Folk with outstanding ideas, such as Kariko, who gave us mRNA vaccines, had to struggle for funding so that COVID-19 vaccination approval was “emergency approval” because the dangers of possible side effects had not yet been fully explored. This finishing tape had evaded the perception of those “experts” chosen to adjudicate in research award panels.

Calling out bad behavior is useful, but to state the obvious, publishers, researchers, and universities are just responding to incentives.

Who determines the incentives?

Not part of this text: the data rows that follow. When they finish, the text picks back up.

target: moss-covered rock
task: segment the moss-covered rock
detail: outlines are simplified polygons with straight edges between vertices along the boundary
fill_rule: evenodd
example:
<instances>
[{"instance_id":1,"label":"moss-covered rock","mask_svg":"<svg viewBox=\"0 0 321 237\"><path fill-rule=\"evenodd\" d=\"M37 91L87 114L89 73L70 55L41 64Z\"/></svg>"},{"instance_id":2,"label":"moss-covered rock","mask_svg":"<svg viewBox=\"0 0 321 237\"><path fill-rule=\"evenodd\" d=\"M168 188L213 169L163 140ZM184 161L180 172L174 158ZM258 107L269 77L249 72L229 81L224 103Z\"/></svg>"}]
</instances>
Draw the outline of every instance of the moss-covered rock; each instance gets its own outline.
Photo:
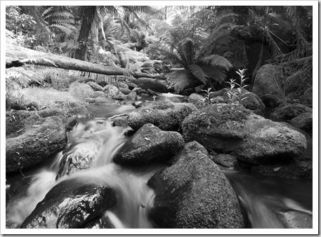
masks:
<instances>
[{"instance_id":1,"label":"moss-covered rock","mask_svg":"<svg viewBox=\"0 0 321 237\"><path fill-rule=\"evenodd\" d=\"M235 90L236 89L232 92L234 93ZM228 95L228 91L229 90L223 88L211 93L209 97L214 103L230 103L231 101ZM241 90L240 98L244 98L244 100L241 101L241 104L245 108L254 111L256 114L261 114L266 108L262 100L258 95L245 89Z\"/></svg>"},{"instance_id":2,"label":"moss-covered rock","mask_svg":"<svg viewBox=\"0 0 321 237\"><path fill-rule=\"evenodd\" d=\"M183 120L195 110L195 105L190 103L150 102L131 112L126 121L134 130L144 124L152 123L162 130L175 131L180 128Z\"/></svg>"},{"instance_id":3,"label":"moss-covered rock","mask_svg":"<svg viewBox=\"0 0 321 237\"><path fill-rule=\"evenodd\" d=\"M140 128L114 157L114 162L124 165L166 163L184 145L176 132L164 132L152 124Z\"/></svg>"},{"instance_id":4,"label":"moss-covered rock","mask_svg":"<svg viewBox=\"0 0 321 237\"><path fill-rule=\"evenodd\" d=\"M199 147L186 144L148 181L155 192L151 219L159 228L244 228L229 181Z\"/></svg>"},{"instance_id":5,"label":"moss-covered rock","mask_svg":"<svg viewBox=\"0 0 321 237\"><path fill-rule=\"evenodd\" d=\"M185 142L230 154L248 163L288 161L306 149L301 133L254 114L240 104L211 104L189 115L183 125Z\"/></svg>"},{"instance_id":6,"label":"moss-covered rock","mask_svg":"<svg viewBox=\"0 0 321 237\"><path fill-rule=\"evenodd\" d=\"M277 107L271 114L271 118L276 120L291 120L302 114L312 113L312 109L300 104L289 104Z\"/></svg>"},{"instance_id":7,"label":"moss-covered rock","mask_svg":"<svg viewBox=\"0 0 321 237\"><path fill-rule=\"evenodd\" d=\"M49 191L21 228L80 228L115 203L114 191L97 180L64 180Z\"/></svg>"},{"instance_id":8,"label":"moss-covered rock","mask_svg":"<svg viewBox=\"0 0 321 237\"><path fill-rule=\"evenodd\" d=\"M58 116L39 118L37 123L25 126L20 132L6 140L6 172L32 168L67 143L65 125Z\"/></svg>"}]
</instances>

Research funders who dole out billions in research spending.

But research funders remain almost myopically obsessed with publication “impact” (measured in citations). Everyone else just ends up dancing to that tune.

Research funders are the root cause of the problems discussed in this excellent article, but regrettably they don’t seem particularly interested in taking responsibility or corrective action.

Richard Wynne – Rescognito

“What an artifact of our time that we are using ‘don’t screw up or else’ to critique an ethos of ‘don’t screw up or else’.”
On the spot. Thank you for providing a respite in this noisy environment.
Part of the problem is indeed the opinion (?) demand (?) that scientists do not make mistakes. That they are right by virtue of being scientists i.e., the priests in the temple of Science – some even argue, in the temple of Truth! And so, both those who cheat chasing this ideal, and those who accidentally trip and fall on the way, are being judged from the moral perspective.
My job title is Scientist, but I honestly prefer to call myself a researcher – I search for answers, again and again. And that’s my job. I enjoy doing it, and I don’t wish to penetrate most inner circles of the temple of Truth, thank you.